Thanks to Nuit Blanche for pointing me towards the presentation by Andrea Montanari “Collaborative Filtering: Models and Algorithms” and the associated Deshpande and Montanari paper “Linear Bandits in High Dimension and Recommendation Systems” (2012). In the presentation, Montanari reviews Spectral, Gradient Descent, Stochasitc Gradient Descent, Convex Relaxation, and Linear Bandit methods for approximating the standard linear model for recommendation systems and some accuracy guarantees.
Assuming the $j$th movie has features $v_{j1}, v_{j2}, \ldots, v_{jr}$, then the $i$th viewer gives the rating
$R_{ij} = \langle u_i, v_j \rangle +\epsilon_{ij}$
where $u_i$ is an $r$ dimensional vector representing the preferences of $i$th viewer and $\epsilon_{ij}$ is Gaussian noise.

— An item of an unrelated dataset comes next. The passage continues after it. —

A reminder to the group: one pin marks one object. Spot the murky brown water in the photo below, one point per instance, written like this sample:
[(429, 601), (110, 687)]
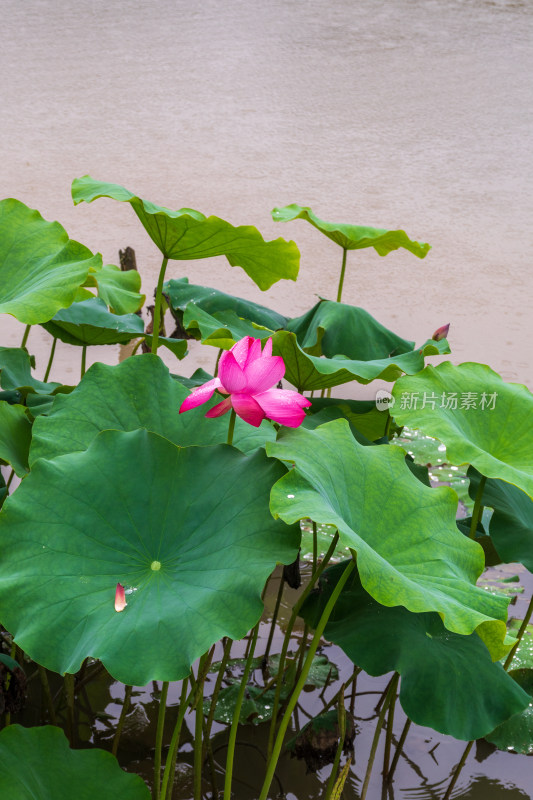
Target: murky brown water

The paper introduces a new Linear Bandit method, Smooth Explore, better suited for recommendation systems. Their method is motivated by the three objectives:
- Constant-optimal cumulative reward,
- Constant-optimal regret, and
- Approximate monotonicity (rewards approximately increase with time).
Smooth Explore estimates the user preferences vectors with a regularized least squares regression. Proofs of optimality and numerical results are provided.